We walked through the old town and castle remnants, watched the locals dive off an old stone platform into the sea, toured the bazaar and then headed to the waterfront for lunch.  We sat on a balcony overlooking the fishermen scooping the catch of the day  right out of the water, and then waited for the chef to grill our selection.  We sucked the last bit of meat from the bones as we surveyed men cleaning the fish, boys raking the stones and the local feline population feasting on the spoils.  The air was salty and smelled of sea and fish.  The owner chatted with us about life in Turkey and his experience in the United States. "Everything in the US is about money," he said, " but in Turkey, you don't need much to live...here we have everything and we don't have to work all the time ...we can live with more ease.".  At that moment, he seemed to make perfect sense!

Before leaving we toured the museum, walked along the waterfront and then decided to try to find our way to a local site to tour the 4th largest cave in the world.  MISTAKE!

We spent the next 45 minutes trying to wind through the mountains looking for the cave entrance.  The Turks have a infuriating habit of posting  directional signs haphazardly and forgetting that is is important to continue marking the trail until someone has arrived the destination.  Despite a helpful tour bus driver who lead us through part  of the trail and mapped the rest, we never arrived. In part, we blamed it on highway construction , which we think obscured the turn off.  The other blame rested with our navigator who is proving leas reliable than we had hoped.

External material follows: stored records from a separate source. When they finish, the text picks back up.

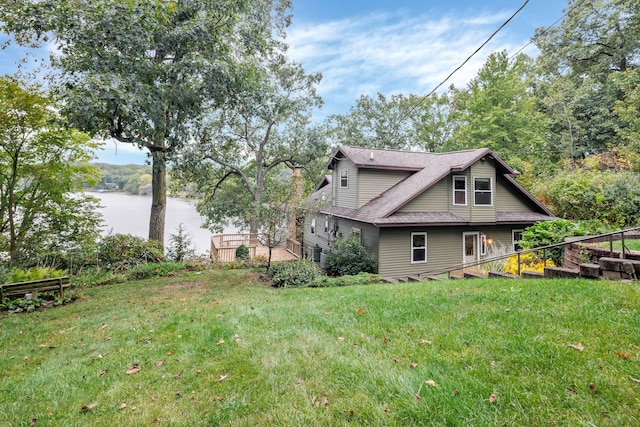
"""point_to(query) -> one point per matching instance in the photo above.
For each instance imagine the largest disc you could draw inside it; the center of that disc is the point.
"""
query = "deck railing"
(605, 237)
(294, 247)
(223, 246)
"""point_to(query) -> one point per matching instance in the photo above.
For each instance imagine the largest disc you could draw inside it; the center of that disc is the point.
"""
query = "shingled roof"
(429, 169)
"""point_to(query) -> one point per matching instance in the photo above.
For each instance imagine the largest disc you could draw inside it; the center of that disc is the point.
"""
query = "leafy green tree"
(498, 111)
(595, 40)
(400, 122)
(628, 107)
(246, 144)
(142, 72)
(42, 162)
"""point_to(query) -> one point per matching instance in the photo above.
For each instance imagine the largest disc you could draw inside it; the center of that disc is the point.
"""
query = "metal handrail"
(460, 266)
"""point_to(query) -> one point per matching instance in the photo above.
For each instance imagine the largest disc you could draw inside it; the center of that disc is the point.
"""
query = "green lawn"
(221, 348)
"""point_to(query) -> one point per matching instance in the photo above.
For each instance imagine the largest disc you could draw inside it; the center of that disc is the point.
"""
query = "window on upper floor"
(516, 237)
(482, 192)
(460, 190)
(344, 179)
(418, 248)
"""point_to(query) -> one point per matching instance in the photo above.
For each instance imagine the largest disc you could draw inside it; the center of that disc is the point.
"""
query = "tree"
(595, 40)
(142, 72)
(497, 111)
(400, 122)
(42, 162)
(246, 144)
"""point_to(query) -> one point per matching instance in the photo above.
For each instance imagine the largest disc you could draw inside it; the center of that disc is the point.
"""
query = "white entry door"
(470, 247)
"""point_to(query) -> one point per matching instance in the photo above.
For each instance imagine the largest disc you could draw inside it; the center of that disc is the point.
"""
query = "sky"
(365, 47)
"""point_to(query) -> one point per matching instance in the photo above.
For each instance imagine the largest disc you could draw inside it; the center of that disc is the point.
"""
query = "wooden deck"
(223, 247)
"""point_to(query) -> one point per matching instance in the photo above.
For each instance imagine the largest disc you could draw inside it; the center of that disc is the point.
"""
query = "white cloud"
(393, 52)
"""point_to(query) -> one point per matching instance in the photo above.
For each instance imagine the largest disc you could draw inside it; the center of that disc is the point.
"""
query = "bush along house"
(418, 212)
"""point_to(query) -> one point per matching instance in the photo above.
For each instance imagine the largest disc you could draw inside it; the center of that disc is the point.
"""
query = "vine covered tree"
(42, 162)
(246, 144)
(142, 72)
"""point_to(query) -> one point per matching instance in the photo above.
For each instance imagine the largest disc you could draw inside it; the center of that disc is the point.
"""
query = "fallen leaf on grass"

Of  course, our failed attempt to reach the cave triggered another round of bickering about maps and their importance, but I insisted that dirt roads would  not likely be well marked on a county map overview.

The argument continued, but being prudent, we decided we should head south to Sanfranbolu, our next destination, because we wanted to avoid driving at night.  We programmed our trusty TOM-TOM and headed south into the unknown.  At first, we were wary as the road seemed like a secondary road at best.  The deeper we went, the less dependable our navigator seemed. The pock-marked macadam turned to gravel, then dirt, and finally we found ourselves on a trampled grass path with dirt ruts made by the occasional tractor.  Cows would periodically meander across the path, as we wound around the mountains, through farms and small villages propped up by fallen timbers and abandoned cars.

Our navigator kept insisting on the righteousness of the route, but our confidence was leaking and the further away we got from civilization, the more we argued about maps.  We spent more than hour on treacherous mountain village roads, easing past barbed wire fields, and hanging onto to our sanity as we rounded hairpin turns overlooking cliff side ravines.  The sun as disappearing  but  we had no choice but to continue through the woods. We has to trust.  And then finally , we saw black top and the promise of a main road.  We ignored the computer and took a flyer to follow a truck, which eventually steed us to a highway.  Thankfully, from there it was a straight shot to our destination.  

We spent the balance of the drive revealing the depth of our paranoia and laughing at each signpost that had deepened our anxiety.  And of course, we argued about the maps......

With ample daylight left for the two hour drive, we programmed our trusty TOM-TOM and headed off for the next leg of the adventure.